Mark’s gospel presents Jesus telling two parables about God’s kingdom. A parable is a story with a twist that makes a single point. In the first parable, God’s kingdom is like a seed that a farmer plants. Days and weeks pass, and the hidden seed grows mysteriously–not by the farmer’s efforts, but by God. Jesus tells us the kingdom is already here, hidden but growing. In the second parable, God’s kingdom is like a mustard seed. The mustard seed starts small but grows into a large bush, large enough to shelter many birds. Jesus tells us the kingdom has small beginnings in each disciple, but will grow to include all nations (see God’s promise about the messianic kingdom in the first reading).

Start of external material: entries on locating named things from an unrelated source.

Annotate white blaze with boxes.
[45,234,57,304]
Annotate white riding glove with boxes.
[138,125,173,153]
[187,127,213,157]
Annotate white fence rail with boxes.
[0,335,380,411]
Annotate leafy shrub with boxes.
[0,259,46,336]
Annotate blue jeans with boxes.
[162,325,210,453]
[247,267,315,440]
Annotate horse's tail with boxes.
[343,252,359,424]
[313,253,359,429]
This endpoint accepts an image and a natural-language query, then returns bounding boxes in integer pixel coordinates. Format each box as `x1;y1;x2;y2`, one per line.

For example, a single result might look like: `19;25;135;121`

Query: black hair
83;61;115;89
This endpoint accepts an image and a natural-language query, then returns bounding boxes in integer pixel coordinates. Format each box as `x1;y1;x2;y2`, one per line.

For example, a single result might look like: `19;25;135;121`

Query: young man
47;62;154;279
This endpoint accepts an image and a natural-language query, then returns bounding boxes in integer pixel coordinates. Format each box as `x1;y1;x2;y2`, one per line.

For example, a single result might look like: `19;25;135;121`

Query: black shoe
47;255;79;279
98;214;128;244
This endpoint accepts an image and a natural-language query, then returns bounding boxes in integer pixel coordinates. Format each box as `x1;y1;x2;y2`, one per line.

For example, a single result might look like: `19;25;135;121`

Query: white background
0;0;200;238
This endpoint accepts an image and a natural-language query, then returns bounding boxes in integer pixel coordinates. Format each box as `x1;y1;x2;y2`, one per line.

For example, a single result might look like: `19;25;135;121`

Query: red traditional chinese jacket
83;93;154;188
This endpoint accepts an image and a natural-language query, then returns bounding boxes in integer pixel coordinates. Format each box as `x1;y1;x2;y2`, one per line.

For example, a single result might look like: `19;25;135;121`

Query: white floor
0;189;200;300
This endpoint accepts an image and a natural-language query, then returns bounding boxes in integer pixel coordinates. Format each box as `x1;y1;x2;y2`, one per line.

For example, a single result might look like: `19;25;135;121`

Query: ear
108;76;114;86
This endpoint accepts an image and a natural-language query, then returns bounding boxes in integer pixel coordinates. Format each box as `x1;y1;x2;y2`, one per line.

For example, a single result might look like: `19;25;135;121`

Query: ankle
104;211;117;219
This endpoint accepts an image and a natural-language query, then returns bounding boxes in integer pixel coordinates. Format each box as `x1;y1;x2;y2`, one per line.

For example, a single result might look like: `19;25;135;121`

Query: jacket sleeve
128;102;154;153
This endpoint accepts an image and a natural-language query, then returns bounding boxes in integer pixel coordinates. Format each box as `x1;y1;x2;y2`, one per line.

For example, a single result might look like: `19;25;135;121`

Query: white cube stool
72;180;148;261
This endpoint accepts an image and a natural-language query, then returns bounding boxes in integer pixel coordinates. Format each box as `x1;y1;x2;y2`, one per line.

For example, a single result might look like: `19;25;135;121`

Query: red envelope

In today’s second reading Paul is thinking about what happens to those who die before Jesus returns (the parousia, or Second Coming). As humans, we live in physical bodies (“are at home”) that separate us from the risen, glorified Christ. In physical bodies, we know the risen Christ only by faith, since Jesus no longer has a body we can see. Faith tells us that when we die (“leave our bodies”) we will see and be with the resurrected Christ. While we remain in physical bodies, we should live as Jesus lived (“aspire to please him”) so that when we meet the glorified Jesus (“appear before the judgement seat”), he will recognize us as his disciples (“receive recompense”).
Today’s readings remind us that the kingdom isn’t a place, but a time when God rules the world. Ezekiel proclaims God’s promise to create a messianic kingdom; Jesus fulfills this promise when he teaches about the kingdom, which he inaugurated through his death and resurrection. Even though God grows the kingdom in hidden and mysterious ways, Paul reminds us that we participate and cooperate in bringing forth the kingdom through our faithful discipleship. Are we growing the kingdom? Is our faith growing in the kingdom? Are we open to the mystery?